John McCain's choice of Sarah Palin as his running mate has spurred a lot of thoughts as we move into the season when most Americans tune into the race for the White House; here are a handful of them.
First, the Republicans had better get their convention up and running quick - the first two days of introducing Gov. Palin to the American people haven't gone well.
Second, the VP choice has little if any effect on voters when they pull the lever; the top of the ticket is always the deciding factor. But the person that is selected as running mate, and the process by which they are picked, is one of the first significant choices a presumptive nominee has to make and therefore provides a window into their decision-making process. Contrast Obama's six-week deliberative process led by a committee of senior advisors to McCain's hasty selection of a running mate he had met only once before he offered her the VP role and whom his advisors had not fully vetted. We've spent the last eight years with a president who "listened to his gut" and made hasty and ill-considered decisions without consulting with key advisors - do we really want more of the same?
Third, what does the Palin pick really get McCain? Modern elections are won and lost over the 5-7% of independents (with a lower-case "i", also known as Reagan Democrats) who are largely moderate on social issues and relatively conservative on fiscal matters - the classic suburban soccer mom. Palin's conservative, evangelical social views - pro-life, pro-gun, anti-sex education, advocates teaching creationism in schools - will not sit well with this group. Palin shores up McCain's conservative base, but he was going to get those votes anyway, largely out of protest for how conservatives view Obama's social positions. Mike Murphy, who ran McCain's 2000 presidential campaign and is now an NBC political commentator, said it best on Meet The Press this week: "It's always better for a campaign to have a lot of somewhat unhappy voters than a small number of really happy voters - there are a lot more votes in the other group."
Fourth, it's obvious what the McCain camp loses by picking Palin - the arguments about "experience," "ready to lead," "ready on Day One," heaps of experience in national security to defend America, ready to confront Islamic terrorism, the "transcendent issue of our time," etc. All those are out the window now that he's picked a candidate with zero foreign policy experience. It's laughable to hear the unnatural acts that Republicans have had to resort to in order to bolster her street cred in this area; Cindy McCain took the cake this weekend when she said that "she's been the governor of Alaska and Alaska is the closest point in the United States to Russia, so she's got a lot of experience in dealing with Russians." (Are we worried about an invasion across the Bering Strait?) And McCain's press secretary Tucker Bounds tried to assert that Palin had more foreign policy experience than Obama because as governor of Alaska, she was responsible for equipping, training and deploying Alaska's National Guard to Iraq, where he asserted "they remained under her control" (Campell Brown of CNN corrected him that Gen. Petraeus and the Defense Dept. control National Guard forces overseas).

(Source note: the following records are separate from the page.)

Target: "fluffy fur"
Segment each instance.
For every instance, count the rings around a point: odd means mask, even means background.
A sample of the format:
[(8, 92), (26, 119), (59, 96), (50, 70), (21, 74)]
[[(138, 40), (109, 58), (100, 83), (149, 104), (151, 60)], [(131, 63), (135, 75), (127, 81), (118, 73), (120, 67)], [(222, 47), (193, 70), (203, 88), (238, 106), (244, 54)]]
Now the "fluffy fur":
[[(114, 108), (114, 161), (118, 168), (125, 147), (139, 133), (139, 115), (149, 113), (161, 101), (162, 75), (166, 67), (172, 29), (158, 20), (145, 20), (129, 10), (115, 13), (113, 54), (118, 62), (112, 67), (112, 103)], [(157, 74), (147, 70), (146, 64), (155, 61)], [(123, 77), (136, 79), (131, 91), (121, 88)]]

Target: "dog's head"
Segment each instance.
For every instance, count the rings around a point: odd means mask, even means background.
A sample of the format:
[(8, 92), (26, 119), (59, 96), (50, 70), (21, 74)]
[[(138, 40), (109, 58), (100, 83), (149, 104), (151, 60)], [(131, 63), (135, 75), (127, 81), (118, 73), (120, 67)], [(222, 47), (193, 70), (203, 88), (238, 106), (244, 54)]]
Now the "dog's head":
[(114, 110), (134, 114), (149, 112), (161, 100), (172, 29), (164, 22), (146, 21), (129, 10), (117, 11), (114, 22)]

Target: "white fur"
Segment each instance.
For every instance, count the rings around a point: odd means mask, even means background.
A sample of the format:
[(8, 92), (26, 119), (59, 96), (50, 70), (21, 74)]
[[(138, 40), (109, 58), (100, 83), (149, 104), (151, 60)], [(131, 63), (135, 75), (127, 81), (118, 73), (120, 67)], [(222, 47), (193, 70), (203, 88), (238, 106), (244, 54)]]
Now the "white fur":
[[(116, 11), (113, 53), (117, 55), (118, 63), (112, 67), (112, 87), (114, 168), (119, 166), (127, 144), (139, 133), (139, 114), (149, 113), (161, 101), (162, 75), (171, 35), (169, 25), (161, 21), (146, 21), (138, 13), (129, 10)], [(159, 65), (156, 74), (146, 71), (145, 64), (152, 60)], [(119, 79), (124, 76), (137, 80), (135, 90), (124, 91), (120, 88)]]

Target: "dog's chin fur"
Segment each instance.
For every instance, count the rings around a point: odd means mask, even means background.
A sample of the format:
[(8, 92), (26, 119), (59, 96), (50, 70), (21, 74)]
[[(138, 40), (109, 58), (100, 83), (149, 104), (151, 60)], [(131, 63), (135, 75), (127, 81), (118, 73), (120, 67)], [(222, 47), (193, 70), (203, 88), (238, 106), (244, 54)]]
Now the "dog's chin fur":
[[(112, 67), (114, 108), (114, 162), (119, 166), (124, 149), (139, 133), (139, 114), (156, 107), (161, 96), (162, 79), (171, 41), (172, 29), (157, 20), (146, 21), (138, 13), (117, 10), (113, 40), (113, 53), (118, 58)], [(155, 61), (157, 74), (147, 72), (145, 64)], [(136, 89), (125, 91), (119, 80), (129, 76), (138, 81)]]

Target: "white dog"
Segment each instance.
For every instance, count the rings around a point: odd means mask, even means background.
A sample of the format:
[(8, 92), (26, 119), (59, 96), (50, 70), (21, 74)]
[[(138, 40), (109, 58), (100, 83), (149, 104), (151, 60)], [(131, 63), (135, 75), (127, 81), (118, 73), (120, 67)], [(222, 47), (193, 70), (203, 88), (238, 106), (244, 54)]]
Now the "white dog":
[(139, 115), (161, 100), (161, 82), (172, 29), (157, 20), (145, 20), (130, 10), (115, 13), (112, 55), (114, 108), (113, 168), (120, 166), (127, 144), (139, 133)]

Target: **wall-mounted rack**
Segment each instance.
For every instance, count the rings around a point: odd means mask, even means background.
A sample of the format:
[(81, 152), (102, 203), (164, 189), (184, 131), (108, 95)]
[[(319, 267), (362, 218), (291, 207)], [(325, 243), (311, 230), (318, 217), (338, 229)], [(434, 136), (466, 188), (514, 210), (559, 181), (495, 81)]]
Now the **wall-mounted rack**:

Experience seemed to be the one argument that McCain had, and he made up ground this summer by hammering on it. Did Obama's selection of Biden so alter their thinking that they felt it was time to give up on it? Their initial efforts with Gov. Palin seem to focus on trying to wrest the "change" mantle from the Obama camp, but that won't work. Change is part of the very fabric of the Obama campaign, and has been from the outset. Witness how Hillary couldn't pivot to claim it as an issue during the primary (I was one of many of who got that one wrong ...); there's no way that a ticket led by a 72-year old longtime senator from the same party as the wildly unpopular current president can make a plausible case for re-branding themselves as a "change" ticket with under two months to go until the election.
Finally, the one I feel will be hurt in all this is Gov. Palin, unfortunately. Watching her first 2-3 campaign appearances since she was picked, it's obvious that she is smart, skilled and a rising talent in the Republican ranks. The best thing for such a politician is to introduce herself to the American public on her terms and by tightly managing her message. This takes time, and lots of it; politicians spend years if not decades establishing their brand so that the public feels comfortable with them. Gov. Palin has all of two months - good luck. The most brilliant pol in the world couldn't cram enough to be ready for the inevitable gaffes and tough questions from the press (especially on foreign affairs, given her party made this a central theme), and to expect someone to be able to handle it with aplomb while under the incredibly harsh glare of a national campaign is asking the impossible.
It took Obama nearly 20 months during a primary covering all 50 states for a large swath of the American public (18+ million votes) to get comfortable with him, and he had to overcome his share of stumbles along the way - Rev. Wright, swipes at Hillary during the debates, etc. I fear Gov. Palin will be taken to task by an eager press who already has the knives out for her, and will be summarily branded a rube from the backwoods who is unfit to lead the country; no pol ever recovers from that sort of "branding" in the public's eye, and her potentially promising career in national politics will be snuffed out before it even has a chance to get off the ground.
Prediction (I've been wrong before, so why not ...): the Palin choice backfires on McCain and it is seen as the factor that turns what is already an Obama lead in every major state into a landslide, a ten percentage point election difference or so.